Kik Could Have Benefited From Traditional Capital Markets Lawyer

This past week, Kik, a company that raised over $100 million in an initial coin offering (ICO), lost a long legal battle with the Securities and Exchange Commission (SEC). The courts determined that Kik had raised capital in an unregistered securities offering thus transgressing securities law.

At one point, Kik had positioned the fight with the SEC as representative of the entire digital asset industry enlisting support from other high profile blockchain-based firms – support that wavered as details of the offering surfaced. In the end, Kik must have spent millions of dollars defending itself instead of seeking a settlement.

Crowdfund Insider has received some commentary from Philip Moustakis, a former senior counsel at the SEC who investigated and litigated the SEC’s first-ever Bitcoin-related enforcement action and was a member of the SEC’s Cyber Unit. Moustakis is currently counsel at Seward & Kissel LLP.

Moustakis said that the Kik ruling along with the Telegram settlement should put to rest the question of whether a different set of rules applies to the offer and sale of an investment contract simply because the issuer used a new technology in connection with the offering.

Telegram raised well over a billion dollars in a token offering but the end result was a capitulation with the SEC and a fine of $18.5 million.

“Both Kik and Telegram engaged in traditional capital raises and could have benefitted from the advice of a traditional capital markets lawyer,” said Moustakis. “The SEC is a principals based regulator, and it will assert its jurisdiction over any securities offering or transaction, as it has done since the onset of the ICO craze, regardless of the technology used to facilitate such an offering.”

Moustakis said it was folly to think that existing rules do not apply when companies using novel technology to raise capital from investors and the SEC will act accordingly when companies cross the securities line.

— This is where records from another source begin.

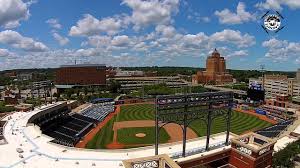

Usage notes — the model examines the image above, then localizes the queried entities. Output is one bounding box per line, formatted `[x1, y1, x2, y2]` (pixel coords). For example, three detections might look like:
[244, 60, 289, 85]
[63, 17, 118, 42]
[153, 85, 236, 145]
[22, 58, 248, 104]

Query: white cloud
[111, 35, 130, 47]
[0, 0, 31, 28]
[262, 38, 300, 62]
[0, 48, 15, 57]
[69, 14, 126, 36]
[88, 35, 111, 48]
[0, 30, 48, 52]
[255, 0, 300, 10]
[215, 2, 255, 24]
[52, 32, 70, 46]
[122, 0, 179, 30]
[210, 29, 255, 47]
[46, 18, 62, 29]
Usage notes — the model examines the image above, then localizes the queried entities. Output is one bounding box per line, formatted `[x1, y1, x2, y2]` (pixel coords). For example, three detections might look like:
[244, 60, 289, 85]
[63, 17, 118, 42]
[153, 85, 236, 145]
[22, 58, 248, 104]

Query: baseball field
[85, 104, 271, 149]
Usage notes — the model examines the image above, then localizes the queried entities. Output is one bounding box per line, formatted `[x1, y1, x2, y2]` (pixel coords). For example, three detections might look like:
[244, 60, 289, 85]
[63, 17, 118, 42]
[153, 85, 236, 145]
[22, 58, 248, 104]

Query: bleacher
[33, 105, 97, 146]
[0, 121, 6, 140]
[256, 120, 293, 138]
[81, 102, 115, 122]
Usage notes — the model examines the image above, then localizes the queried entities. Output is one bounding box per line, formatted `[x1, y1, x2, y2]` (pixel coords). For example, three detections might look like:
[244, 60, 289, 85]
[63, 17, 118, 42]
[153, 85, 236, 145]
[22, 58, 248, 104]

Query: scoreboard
[247, 83, 265, 101]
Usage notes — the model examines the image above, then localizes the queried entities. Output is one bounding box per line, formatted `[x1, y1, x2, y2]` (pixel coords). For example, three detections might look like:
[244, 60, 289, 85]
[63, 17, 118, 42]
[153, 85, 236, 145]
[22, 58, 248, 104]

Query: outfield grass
[118, 127, 170, 145]
[189, 111, 272, 137]
[86, 104, 271, 149]
[86, 118, 115, 149]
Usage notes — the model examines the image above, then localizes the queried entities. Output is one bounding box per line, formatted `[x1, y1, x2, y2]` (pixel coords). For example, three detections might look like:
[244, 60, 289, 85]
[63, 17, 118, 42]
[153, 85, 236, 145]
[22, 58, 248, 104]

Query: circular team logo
[261, 11, 285, 34]
[264, 15, 281, 31]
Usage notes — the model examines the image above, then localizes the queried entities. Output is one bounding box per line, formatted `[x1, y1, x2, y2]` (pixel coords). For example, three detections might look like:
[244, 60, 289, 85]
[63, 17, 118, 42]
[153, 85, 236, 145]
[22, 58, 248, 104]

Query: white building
[249, 72, 300, 97]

“In my view, the Kik ruling, together with the Telegram ruling, the SEC’s DAO Report, public admonitions by Bill Hinman, Director of the Division of Corporation Finance, Commissioner Jackson and Chairman Clayton, the Gladius Network, AirFox, and Paragon Coin Inc. settlements, and the SEC’s many enforcement actions in the digital asset space, going back to the very first one involving Bitcoin Savings & Trust, a bitcoin-denominated Ponzi scheme, have brought important clarity to the industry,” added Moustakis. ” This body of work is important in another respect.  At some point, another new, exciting technology that lends itself to facilitating securities offerings will come along.  And some folks, whether out of an abundance of innocent enthusiasm for the promise of the new technology, as it seems was often the case with the ICO craze, or simply out of greed, will decide the old rules no longer apply.  When that happens, no one should be surprised that, once again, the SEC flexes its muscles and the prosecutions follow.”